In this paper, we present ToGather, an automatic investigation framework that takes the Android malware samples, as input, and produces a situation awareness about the malicious cyber infrastructure of these samples families. ToGather leverages the state-of-the-art graph theory techniques to generate an actionable and granular intelligence to mitigate the threat imposed by the malicious Internet activity of the Android malware apps. We experiment ToGather on real malware samples from various Android families, and the obtained results are interesting and very promising
In this research, we propose DySign, a novel technique for fingerprinting Android malware's dynamic behaviors. This is achieved through the generation of a digest from the dynamic analysis of a malware sample on existing known malware. It is important to mention that: (i) DySign fingerprints are approximated of the observed behaviors during dynamic analysis so as to achieve resiliency to small changes in the behaviors of future malware variants; (ii) Fingerprint computation is agnostic to the analyzed malware sample or family. DySign leverages state-of-the-art Natural Language Processing (NLP) techniques to generate the aforementioned fingerprints, which are then leveraged to build an enhanced Android malware detection system with family attribution.
In this research, we propose Cypider framework, a set of techniques and tools aiming to perform a systematic detection of mobile malware by building an efficient and scalable similarity network infrastructure of malicious apps. Our detection method is based on a novel concept, namely malicious community, in which we consider, for a given family, the instances that share common features. Under this concept, we assume that multiple similar Android apps with different authors are most likely to be malicious. Cypider leverages this assumption for the detection of variants of known malware families and zero-day malware. It is important to mention that Cypider does not rely on signature-based or learning-based patterns. Alternatively, it applies community detection algorithms on the similarity network, which extracts sub-graphs considered as suspicious and most likely malicious communities. Furthermore, we propose a novel fingerprinting technique, namely community fingerprint, based on a learning model for each malicious community. Cypider shows excellent results by detecting about 50% of the malware dataset in one detection iteration. Besides, the preliminary results of the community fingerprint are promising as we achieved 87% of the detection.

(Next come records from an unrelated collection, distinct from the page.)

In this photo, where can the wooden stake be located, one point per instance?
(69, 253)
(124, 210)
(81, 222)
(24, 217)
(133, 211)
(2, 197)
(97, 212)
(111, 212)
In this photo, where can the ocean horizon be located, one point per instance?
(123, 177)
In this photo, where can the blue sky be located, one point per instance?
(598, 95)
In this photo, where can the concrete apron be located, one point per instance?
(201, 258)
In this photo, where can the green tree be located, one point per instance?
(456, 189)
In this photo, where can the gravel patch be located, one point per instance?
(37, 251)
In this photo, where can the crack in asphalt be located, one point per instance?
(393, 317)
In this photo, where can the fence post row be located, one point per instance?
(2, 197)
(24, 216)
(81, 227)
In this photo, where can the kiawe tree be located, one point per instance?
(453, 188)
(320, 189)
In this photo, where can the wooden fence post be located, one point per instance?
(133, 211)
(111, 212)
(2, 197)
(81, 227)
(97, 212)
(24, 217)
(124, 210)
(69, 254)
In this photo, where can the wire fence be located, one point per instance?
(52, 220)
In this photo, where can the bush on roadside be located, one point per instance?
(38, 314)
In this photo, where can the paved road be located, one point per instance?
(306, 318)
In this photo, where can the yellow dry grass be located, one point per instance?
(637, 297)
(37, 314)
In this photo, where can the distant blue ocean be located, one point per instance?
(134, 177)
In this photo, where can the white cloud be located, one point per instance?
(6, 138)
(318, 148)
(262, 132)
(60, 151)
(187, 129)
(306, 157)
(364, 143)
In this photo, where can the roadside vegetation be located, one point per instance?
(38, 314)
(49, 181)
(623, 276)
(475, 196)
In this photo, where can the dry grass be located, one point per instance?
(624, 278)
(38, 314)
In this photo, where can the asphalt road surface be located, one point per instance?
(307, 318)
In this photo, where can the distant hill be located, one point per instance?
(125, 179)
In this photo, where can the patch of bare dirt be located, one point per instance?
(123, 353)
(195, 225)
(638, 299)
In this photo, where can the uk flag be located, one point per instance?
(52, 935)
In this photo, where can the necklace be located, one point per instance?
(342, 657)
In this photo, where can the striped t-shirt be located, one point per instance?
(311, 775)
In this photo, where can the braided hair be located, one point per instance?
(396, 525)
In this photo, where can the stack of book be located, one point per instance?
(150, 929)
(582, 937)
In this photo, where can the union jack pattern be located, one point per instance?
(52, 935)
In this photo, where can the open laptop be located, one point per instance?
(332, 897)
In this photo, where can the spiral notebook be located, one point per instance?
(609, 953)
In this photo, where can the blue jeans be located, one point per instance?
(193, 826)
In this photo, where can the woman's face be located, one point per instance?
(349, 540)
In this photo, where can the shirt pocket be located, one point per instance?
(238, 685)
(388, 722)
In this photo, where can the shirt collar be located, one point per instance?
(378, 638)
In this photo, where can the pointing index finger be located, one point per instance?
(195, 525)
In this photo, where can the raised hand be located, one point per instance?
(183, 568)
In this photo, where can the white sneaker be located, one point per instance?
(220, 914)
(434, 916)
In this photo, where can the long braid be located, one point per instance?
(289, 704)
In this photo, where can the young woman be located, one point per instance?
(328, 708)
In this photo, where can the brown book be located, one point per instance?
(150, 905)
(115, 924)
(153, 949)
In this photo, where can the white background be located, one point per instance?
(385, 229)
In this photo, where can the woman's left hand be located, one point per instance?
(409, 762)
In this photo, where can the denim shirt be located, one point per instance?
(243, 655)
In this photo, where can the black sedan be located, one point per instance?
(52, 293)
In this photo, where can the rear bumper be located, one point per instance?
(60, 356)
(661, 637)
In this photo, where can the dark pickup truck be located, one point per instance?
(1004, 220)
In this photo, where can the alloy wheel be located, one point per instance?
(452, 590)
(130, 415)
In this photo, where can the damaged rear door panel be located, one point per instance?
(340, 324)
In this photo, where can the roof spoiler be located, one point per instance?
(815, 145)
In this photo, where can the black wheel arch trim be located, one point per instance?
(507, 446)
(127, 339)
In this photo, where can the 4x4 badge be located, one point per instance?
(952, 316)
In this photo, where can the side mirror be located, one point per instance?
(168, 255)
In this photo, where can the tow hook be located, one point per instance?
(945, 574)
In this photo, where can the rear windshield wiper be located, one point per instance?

In this research, we propose a novel and comprehensive fingerprinting approach for Android packaging APK. The proposed fingerprint captures, not only the binary features of the APK file, but also the underlying structure of the app. Furthermore, we leverage this fingerprinting technique to build ROAR, an automatic system for Android malware detection and family attribution. Our experiments show that the proposed fingerprint and the ROAR system achieve a precision of 95%.